The Rev. Joseph Cook seems to be trying, commendably, to state things as they are, but finds it difficult. The other Monday he characterized The Popular Science Monthly as a "useful" periodical, and in this he was quite correct. He also affirmed that it is "crudely edited," and here he was, no doubt, much nearer the truth than he is wont to be. But when he speaks of Virchow in connection with the Monthly his old propensities overcome him. He said of Prof. Virchow's discourse on "The Liberty of Science in the Modern State:" "The Popular Science Monthly has indeed published an imperfect report of this great address; but it has failed, as has also Asa Gray, of Cambridge (in an article in the Independent), to bring out the breadth of the collision between Virchow and Haeckel." A false impression is here created, to say the least. We have not printed an imperfect-report of Virchow's address, but a full and faithful translation of it. As to our having failed to bring out the "breadth of the collision between Virchow and Haeckel," it happens that we have done that very thing, and are the only parties that have done it. We printed both speeches—side by side—in the February Popular Science Supplement, and, moreover, so that they can be sold with ten other elaborate articles at half the price that Murray charges for Virchow's speech alone. If, therefore, any one wishes to get a clear notion of the breadth, depth, height, and momentum, of this remarkable "collision," he will find it in the periodical which, according to Mr. Cook, did not contain it.

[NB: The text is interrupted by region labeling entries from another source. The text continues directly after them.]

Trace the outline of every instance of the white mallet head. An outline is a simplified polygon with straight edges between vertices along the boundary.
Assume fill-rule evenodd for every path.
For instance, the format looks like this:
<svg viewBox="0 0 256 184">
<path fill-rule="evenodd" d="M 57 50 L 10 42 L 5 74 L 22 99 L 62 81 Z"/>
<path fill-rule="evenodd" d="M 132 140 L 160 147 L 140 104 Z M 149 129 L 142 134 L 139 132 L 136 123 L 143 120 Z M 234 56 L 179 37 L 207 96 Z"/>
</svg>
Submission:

In an elaborate article entitled "Virchow and the Teachings of Science," contributed to the Nineteenth Century[2] by Prof. Kingdon Clifford, the great German has received his decisive and annihilating answer. So clean and finished a piece of controversial work we have rarely seen. There is, of course, much in Prof. Virchow's address that is true and. important, but that which gives it celebrity is the avowal, by an eminent biologist, that the doctrine of evolution is not proved. This is at once a question of the nature, extent, and validity of evidence, and Prof. Clifford takes it up as a logician, in a very quiet way, with much delicate humor and a peculiar charm of style, for which he is unrivaled. Prof. Clifford points out the baselessness of Virchow's conclusions in regard to the evidence for the descent of man, and, then passing to the question of education, he not only answers him effectually, but does it in such a manner as to make his paper a very important contribution to educational philosophy.


  1. Brain: A Journal of Neurology. Edited by J. C. Bucknill, M. D., J. Crichton-Browne, M. D., D. Ferrier, M. D., and J. Hughlings-Jackson, M. D. 142 pages quarterly. Price, 3s. 6d. New York: Macmillan & Co.
  2. Reprinted in The Popular Science Supplement for May.